Logo Bloomberg Technoz

Bloomberg Technoz, Jakarta Direktur Eksekutif Institute for Development of Economics and Finance (Indef) Tauhid Ahmad menekankan bahwa konsekuensi dari penuruan kinerja manufaktur Indonesia, yang tecermin dalam Purchasing Managers' Index (PMI) S&P Global, adalah pemburukan badai pemutusan hubungan kerja (PHK) akibat kinerja industri yang mandek.

Penurunan PMI manufaktur pada Juli sekaligus menjadi  alarm bahwa terjadi koreksi permintaan produk-produk manufaktur buatan Indonesia. Walhasil, pelaku industri harus melakukan upaya penyesuaian untuk tetap bertahan.

"Sehingga industri, mau tidak mau mengurangi barang yang bisa diproduksi dan dijual, begitu. Nah, konsekuensi dari ini tentu saja bagi industri yang pertama, yang terbesar mereka harus mengurangi pembelian bahan-bahan, alat baku," jelas Tauhid, Kamis (1/8/2024).

"Kedua, mengurangi utilitas mesin-mesin produksinya. Ketiga, dilakukan efisiensi. Kalau [PMI] ini sampai dua bulan, atau tiga bulan [turun terus], nah itu yang bahaya," sambungnya.
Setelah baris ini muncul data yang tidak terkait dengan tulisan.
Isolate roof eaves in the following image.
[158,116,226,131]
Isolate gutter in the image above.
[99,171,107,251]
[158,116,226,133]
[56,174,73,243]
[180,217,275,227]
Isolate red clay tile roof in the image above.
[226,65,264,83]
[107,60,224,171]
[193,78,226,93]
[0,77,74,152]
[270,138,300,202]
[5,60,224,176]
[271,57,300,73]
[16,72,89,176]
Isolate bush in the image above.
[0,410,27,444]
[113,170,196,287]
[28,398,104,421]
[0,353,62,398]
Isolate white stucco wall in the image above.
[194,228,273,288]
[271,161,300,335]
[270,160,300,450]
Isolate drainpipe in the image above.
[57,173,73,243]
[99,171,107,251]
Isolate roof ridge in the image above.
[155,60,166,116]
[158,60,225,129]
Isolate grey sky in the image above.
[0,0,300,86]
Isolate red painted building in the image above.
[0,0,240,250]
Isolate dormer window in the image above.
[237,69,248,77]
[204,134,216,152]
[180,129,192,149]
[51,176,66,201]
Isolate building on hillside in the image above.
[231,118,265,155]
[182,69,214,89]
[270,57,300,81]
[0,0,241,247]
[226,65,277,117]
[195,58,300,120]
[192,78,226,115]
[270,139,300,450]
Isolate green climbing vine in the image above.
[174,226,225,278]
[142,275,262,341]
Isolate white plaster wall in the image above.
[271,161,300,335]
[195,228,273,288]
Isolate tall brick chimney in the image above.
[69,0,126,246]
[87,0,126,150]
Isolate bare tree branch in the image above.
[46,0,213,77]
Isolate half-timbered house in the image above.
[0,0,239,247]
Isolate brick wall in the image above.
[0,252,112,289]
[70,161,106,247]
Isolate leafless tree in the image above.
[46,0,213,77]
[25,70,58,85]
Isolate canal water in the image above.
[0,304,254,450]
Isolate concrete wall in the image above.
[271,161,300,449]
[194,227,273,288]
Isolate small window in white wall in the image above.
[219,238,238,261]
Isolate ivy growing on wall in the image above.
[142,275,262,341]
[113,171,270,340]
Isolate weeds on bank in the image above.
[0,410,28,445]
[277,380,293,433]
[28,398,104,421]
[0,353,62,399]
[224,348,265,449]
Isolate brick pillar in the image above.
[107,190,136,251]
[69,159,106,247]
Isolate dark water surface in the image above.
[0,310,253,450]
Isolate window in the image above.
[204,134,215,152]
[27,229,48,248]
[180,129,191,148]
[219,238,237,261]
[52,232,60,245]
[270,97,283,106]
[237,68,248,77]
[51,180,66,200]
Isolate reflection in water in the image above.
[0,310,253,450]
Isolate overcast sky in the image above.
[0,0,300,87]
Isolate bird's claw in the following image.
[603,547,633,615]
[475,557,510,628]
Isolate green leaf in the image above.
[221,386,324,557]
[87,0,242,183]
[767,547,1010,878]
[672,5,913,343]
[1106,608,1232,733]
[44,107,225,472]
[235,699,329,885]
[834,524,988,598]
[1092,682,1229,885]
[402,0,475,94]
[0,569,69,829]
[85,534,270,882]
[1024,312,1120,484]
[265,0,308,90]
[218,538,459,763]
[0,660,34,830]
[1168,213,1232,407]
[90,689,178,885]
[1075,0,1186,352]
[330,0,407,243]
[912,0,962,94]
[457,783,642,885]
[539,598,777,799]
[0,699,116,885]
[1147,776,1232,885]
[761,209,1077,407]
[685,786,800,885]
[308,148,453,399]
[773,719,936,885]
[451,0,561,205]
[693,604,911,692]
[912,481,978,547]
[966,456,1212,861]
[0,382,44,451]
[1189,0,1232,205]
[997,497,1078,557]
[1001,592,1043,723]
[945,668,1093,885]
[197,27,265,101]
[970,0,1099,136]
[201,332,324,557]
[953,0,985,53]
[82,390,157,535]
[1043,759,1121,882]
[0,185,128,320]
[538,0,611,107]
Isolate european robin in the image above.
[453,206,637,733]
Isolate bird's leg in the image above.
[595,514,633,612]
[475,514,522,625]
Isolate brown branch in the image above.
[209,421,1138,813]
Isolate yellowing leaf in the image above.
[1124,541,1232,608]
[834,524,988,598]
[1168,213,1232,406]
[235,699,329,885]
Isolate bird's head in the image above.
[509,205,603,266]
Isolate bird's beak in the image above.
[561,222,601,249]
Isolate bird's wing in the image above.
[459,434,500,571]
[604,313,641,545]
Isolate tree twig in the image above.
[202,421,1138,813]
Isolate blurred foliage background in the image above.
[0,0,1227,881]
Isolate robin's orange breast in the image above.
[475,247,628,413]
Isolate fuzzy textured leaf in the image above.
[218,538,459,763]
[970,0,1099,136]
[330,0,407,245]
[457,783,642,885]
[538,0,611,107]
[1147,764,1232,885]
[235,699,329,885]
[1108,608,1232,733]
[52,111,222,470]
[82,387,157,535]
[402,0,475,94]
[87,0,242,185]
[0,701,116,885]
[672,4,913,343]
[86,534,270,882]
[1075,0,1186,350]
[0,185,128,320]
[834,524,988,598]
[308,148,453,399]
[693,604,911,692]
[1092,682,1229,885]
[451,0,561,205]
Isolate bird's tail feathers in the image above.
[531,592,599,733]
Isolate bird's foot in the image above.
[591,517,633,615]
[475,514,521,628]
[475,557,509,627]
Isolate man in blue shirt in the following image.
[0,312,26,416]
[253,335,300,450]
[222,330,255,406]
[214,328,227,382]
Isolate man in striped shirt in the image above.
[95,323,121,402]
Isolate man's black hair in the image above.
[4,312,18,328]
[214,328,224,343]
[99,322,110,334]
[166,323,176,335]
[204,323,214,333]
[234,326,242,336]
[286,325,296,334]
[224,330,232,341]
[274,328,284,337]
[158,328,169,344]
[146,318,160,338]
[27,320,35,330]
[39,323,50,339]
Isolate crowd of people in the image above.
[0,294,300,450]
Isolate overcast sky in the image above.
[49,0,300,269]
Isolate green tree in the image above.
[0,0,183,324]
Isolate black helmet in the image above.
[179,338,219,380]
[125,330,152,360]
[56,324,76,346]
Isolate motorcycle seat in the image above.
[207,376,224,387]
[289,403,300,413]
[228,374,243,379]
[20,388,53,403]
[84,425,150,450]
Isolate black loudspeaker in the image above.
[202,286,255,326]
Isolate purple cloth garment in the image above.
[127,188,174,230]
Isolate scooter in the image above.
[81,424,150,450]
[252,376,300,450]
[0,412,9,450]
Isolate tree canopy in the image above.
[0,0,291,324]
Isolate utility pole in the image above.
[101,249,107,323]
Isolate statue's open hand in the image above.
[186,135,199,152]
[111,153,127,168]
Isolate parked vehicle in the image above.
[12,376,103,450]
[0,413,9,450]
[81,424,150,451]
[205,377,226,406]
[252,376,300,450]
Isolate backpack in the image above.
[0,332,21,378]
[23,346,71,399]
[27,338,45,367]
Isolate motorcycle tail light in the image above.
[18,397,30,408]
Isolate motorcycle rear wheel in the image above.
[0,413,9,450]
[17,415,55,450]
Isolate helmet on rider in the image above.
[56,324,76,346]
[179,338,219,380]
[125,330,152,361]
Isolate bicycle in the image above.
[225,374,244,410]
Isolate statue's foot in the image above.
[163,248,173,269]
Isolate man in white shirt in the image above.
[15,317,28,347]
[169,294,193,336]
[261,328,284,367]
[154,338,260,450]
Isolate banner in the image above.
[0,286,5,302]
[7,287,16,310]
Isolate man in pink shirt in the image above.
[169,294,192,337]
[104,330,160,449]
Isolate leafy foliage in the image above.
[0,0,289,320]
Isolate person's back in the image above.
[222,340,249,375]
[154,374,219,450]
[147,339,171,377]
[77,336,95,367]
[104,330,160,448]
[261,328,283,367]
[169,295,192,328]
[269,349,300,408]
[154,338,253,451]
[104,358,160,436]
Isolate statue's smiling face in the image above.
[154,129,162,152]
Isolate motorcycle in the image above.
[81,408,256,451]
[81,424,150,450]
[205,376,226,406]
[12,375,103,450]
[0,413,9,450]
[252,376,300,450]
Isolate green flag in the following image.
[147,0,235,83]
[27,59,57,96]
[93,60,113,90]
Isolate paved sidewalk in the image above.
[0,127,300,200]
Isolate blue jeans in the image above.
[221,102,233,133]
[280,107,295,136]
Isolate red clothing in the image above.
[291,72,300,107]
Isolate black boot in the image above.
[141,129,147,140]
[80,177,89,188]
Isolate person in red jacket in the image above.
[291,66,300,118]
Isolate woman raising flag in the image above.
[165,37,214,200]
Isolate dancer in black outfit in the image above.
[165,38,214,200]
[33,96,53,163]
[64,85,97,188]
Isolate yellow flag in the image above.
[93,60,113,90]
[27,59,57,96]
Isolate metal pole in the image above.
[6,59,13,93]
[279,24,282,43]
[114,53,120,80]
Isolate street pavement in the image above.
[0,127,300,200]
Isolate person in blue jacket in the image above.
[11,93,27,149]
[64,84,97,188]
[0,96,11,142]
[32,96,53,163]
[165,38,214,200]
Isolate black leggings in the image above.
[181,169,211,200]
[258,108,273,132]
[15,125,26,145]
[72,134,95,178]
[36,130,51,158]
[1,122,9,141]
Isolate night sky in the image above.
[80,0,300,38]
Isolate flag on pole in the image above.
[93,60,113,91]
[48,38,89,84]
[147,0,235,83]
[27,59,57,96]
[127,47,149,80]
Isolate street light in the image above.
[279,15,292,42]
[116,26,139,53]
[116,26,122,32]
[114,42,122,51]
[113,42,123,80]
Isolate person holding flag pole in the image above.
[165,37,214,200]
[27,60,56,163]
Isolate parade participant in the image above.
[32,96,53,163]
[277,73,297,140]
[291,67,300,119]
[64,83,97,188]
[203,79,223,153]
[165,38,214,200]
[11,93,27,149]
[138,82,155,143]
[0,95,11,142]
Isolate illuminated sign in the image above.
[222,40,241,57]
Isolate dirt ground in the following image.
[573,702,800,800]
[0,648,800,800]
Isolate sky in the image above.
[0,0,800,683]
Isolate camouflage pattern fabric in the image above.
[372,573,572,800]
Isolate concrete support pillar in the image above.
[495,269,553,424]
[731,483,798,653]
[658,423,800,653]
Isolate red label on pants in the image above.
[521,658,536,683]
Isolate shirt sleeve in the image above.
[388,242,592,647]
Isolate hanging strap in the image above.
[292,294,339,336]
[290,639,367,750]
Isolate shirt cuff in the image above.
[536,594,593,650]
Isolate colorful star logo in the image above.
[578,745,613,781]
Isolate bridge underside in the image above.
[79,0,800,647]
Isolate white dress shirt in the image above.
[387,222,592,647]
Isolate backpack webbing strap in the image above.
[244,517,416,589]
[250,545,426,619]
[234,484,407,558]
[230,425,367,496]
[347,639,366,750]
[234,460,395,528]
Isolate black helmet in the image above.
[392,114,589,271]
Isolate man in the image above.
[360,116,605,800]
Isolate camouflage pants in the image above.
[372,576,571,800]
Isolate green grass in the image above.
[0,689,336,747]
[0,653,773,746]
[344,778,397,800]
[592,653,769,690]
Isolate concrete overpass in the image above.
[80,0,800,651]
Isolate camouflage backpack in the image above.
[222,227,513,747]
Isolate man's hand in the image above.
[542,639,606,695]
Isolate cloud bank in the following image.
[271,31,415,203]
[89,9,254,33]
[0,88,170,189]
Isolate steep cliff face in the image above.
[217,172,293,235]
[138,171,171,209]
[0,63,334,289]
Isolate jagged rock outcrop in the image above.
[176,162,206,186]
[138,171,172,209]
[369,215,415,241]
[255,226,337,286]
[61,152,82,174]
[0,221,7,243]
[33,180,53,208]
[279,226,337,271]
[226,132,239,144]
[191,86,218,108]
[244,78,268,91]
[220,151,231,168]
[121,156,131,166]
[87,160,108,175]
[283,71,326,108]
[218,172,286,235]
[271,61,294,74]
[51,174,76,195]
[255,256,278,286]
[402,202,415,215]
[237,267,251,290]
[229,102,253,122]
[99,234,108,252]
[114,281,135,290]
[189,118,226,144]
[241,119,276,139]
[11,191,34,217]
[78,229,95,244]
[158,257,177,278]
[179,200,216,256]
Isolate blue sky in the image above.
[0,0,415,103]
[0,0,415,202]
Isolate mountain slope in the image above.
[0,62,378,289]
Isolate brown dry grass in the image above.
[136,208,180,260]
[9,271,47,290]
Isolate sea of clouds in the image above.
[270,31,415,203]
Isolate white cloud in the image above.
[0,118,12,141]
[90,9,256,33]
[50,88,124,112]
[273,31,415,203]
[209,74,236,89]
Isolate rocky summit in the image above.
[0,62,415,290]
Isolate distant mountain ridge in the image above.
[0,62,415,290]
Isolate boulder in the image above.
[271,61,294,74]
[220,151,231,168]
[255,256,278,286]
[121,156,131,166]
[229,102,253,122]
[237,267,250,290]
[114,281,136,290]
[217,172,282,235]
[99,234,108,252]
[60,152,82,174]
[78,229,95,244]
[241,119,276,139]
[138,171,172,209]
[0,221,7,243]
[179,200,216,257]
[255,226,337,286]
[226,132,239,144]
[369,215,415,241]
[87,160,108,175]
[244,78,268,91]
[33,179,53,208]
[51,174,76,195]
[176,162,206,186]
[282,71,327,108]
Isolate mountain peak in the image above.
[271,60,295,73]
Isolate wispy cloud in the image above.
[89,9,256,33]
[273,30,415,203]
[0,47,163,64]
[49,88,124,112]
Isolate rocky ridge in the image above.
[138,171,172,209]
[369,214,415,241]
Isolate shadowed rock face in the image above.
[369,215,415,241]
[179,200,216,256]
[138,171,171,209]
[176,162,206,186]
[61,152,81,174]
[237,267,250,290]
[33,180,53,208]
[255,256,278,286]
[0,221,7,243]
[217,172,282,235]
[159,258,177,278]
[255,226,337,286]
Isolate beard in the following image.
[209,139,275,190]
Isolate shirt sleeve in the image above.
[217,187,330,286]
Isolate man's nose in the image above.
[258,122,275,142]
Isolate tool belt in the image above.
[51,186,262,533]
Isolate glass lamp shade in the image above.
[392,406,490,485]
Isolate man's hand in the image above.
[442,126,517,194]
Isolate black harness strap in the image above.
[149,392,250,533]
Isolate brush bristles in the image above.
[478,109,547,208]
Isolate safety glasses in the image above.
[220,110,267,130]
'Bahaya' yang dia maksud adalah risiko gelombang efisiensi industriawan berupa keputusan pemutusan hubungan kerja (PHK). "Konsekuensi dari PMI turun, mereka harus lakukan efisiensi. Salah satunya PHK. Jadi, itu akan sejalan. Nah, dua-duanya akan sejalan [baik] kalau usaha ekonomi itu akan pulih," tekannya.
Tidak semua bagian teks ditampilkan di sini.